Like any language that has very cool features, there are people that take that tool as not a tool but a religion.
You can even look in my comment history and see people arguing with me when I say I was a rust fan, but memory safety isn't a requirement in some areas of programming. One person made it there mission to convince me that can't possibly be the case and in (in my example of video games) that any memory bug crashes and game and will make users quit and leave.
I feel like it's a defensive reaction, that people feel like Rust is seeking to obviate arcane skills they've built over the course of their careers. Which I don't think is true, I think there will always be a need for such skills and that Rust has no mission to disrupt other language communities, but I can understand the reaction.
> You can even look in my comment history
Is this the thread you're referring to?
https://news.ycombinator.com/item?id=32878868
Because I genuinely don't see what you're talking about. No one seems to "make it their mission" and no one seems to be arguing for Rust in particular, as much as this category of languages.
Rust users are generally friendly to one another, and to people who are interested in Rust.
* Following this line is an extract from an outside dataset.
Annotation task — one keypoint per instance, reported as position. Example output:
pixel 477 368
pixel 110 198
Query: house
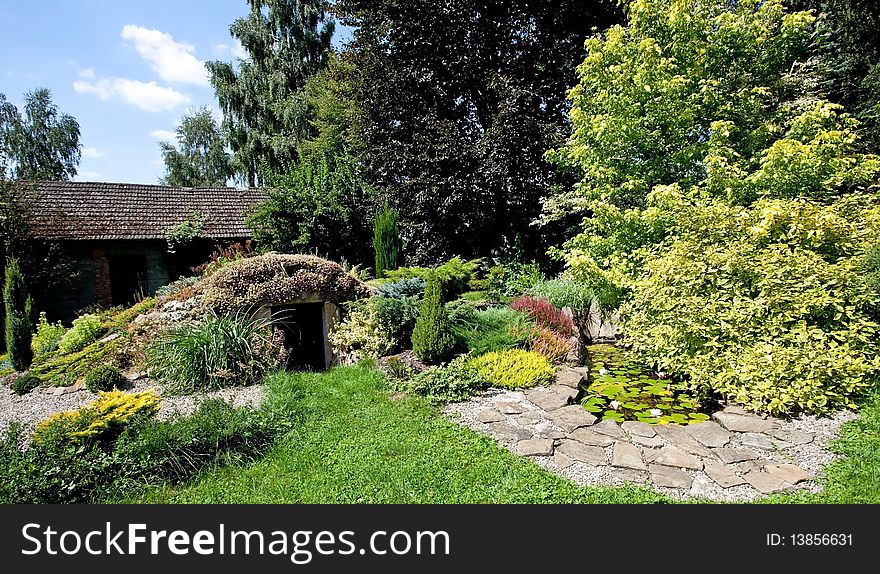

Hoever, some Rust users are toxic when talking to people outside the community or to people who disagree.
That's why a lot of us (in the Rust community) don't notice it; we spend most of the time inside our own community talking to each other and being friendly to each other.
This is a trait common to any bubble or insular community whether it be about politics, religion, economics, or whatever. It's fairly easy to recognize once you get in the habit of dis-identifying with your own side.
There's also a phenomenon in human psychology where we tend to forgive "our side's" misbehavior, presumably because it's in service to a higher ideal and therefore forgivable. It's the difference between "passionately spreading the good word" and "aggressive evangelism", two views of the same action. After learning about this I've even seen it in myself, though hopefully I've learned to counteract it a bit.
Note that this isn't unique to Rust, other languages have this too to an extent.
It's something I really hope we can leave behind, because it's hurting an otherwise beneficial message that Rust can bring a new tradeoff that is favorable for a lot of situations.
I'm not even sure if this is the case. I have seen enough toxic Rust users, but at least in my experience they rarely overlap with who are active in the community. This suggests that they are experiencing typical newcomer syndrome, comparable to Haskell newcomers' urge to write a monad tutorial, and also explains that why a disproportional number of non-Rust users observe toxic Rust users---if you are a Rust user but don't preach about Rust everywhere, how can others tell if you are indeed a Rust user? :-)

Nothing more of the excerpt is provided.